KKV Neighborhood #89 Live Report - 2021.5.20
KONCOS〈Music Is Love Release Party〉(2020年4月3日、東京・渋谷WWW)
report by 松島広人AIZ

2021年4月3日、4年8ヶ月ぶりのアルバム『Music Is Love』のリリースを記念したワンマンライブ〈KONCOS “Music is Love” Release Party〉が開催された。『Music Is Love』収録曲からこの日はじめて披露された新曲に至るまで、計20曲以上に渡る楽曲が披露され、KONCOSというバンドの集大成となる内容と断言できるものだった。

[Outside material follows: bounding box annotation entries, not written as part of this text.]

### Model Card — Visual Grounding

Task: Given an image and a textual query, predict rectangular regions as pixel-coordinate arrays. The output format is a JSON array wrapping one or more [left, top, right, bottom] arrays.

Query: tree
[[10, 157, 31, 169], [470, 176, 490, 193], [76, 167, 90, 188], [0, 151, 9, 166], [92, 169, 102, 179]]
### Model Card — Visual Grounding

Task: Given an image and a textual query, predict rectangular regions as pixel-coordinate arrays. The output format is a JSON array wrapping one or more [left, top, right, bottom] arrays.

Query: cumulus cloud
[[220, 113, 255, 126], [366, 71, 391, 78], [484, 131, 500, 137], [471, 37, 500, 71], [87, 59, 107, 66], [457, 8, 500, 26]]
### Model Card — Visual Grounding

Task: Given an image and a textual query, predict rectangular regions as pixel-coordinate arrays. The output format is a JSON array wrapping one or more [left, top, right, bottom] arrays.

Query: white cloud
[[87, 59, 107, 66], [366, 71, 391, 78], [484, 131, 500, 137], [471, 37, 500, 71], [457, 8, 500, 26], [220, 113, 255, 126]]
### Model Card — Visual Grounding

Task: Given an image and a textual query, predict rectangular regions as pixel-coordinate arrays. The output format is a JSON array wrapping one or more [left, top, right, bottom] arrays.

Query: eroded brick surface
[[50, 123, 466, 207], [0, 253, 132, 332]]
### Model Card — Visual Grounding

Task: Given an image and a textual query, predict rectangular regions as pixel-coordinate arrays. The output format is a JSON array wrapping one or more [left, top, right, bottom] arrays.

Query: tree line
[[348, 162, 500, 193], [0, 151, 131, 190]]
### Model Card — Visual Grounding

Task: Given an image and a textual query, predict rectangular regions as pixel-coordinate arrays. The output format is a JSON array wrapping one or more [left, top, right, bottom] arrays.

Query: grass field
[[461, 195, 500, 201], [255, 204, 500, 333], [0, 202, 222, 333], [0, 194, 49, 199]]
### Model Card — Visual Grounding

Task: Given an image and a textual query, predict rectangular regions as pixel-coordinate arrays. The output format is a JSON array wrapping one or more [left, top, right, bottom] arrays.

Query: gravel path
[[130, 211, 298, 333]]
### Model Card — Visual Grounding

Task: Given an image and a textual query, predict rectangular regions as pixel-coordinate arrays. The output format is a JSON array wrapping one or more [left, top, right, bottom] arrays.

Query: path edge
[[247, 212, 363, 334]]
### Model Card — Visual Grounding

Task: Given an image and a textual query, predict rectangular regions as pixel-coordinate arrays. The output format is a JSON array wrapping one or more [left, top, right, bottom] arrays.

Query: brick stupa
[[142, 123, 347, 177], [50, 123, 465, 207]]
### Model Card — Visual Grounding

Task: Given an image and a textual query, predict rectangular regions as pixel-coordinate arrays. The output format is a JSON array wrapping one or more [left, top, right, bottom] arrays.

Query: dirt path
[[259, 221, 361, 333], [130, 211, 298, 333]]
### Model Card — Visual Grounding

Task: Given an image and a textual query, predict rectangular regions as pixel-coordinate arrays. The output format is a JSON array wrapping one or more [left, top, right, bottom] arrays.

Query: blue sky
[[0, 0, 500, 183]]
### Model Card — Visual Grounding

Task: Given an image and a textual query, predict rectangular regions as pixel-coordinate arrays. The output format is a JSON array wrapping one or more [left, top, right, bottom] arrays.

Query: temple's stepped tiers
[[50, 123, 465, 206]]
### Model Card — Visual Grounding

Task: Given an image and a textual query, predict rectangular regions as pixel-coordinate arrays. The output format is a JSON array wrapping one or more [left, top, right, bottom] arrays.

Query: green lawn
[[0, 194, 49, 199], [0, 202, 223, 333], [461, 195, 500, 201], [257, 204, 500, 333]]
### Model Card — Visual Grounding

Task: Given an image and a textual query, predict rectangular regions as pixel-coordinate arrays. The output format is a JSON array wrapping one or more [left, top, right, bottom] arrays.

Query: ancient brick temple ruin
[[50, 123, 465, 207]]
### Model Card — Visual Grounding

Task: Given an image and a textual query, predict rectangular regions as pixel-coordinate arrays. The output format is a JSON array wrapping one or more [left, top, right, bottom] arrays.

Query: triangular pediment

バンドの空気感を表現するに相応しい春を存分に感じさせる暖かい陽気の中、渋谷WWWへと足を運ぶ。何か決定的なモノを奪われたような感覚に苛まれる日々は続くものの、この日ばかりはスペイン坂を歩く足取りは軽快だった。

入場するとすぐにDJ TOMMY(Boy)が会場を彩っている。盤石の布陣だ。TOMMYは同日に渋谷PARCOで行われていたイベントとのダブルブッキングで、序盤から最高潮のテンションを見せる。渋谷の片隅で「FASHION&MUSIC」を体現し続けてきた“遊び人”ならではの選曲が、沈んでいた気分を浮上させてくれた。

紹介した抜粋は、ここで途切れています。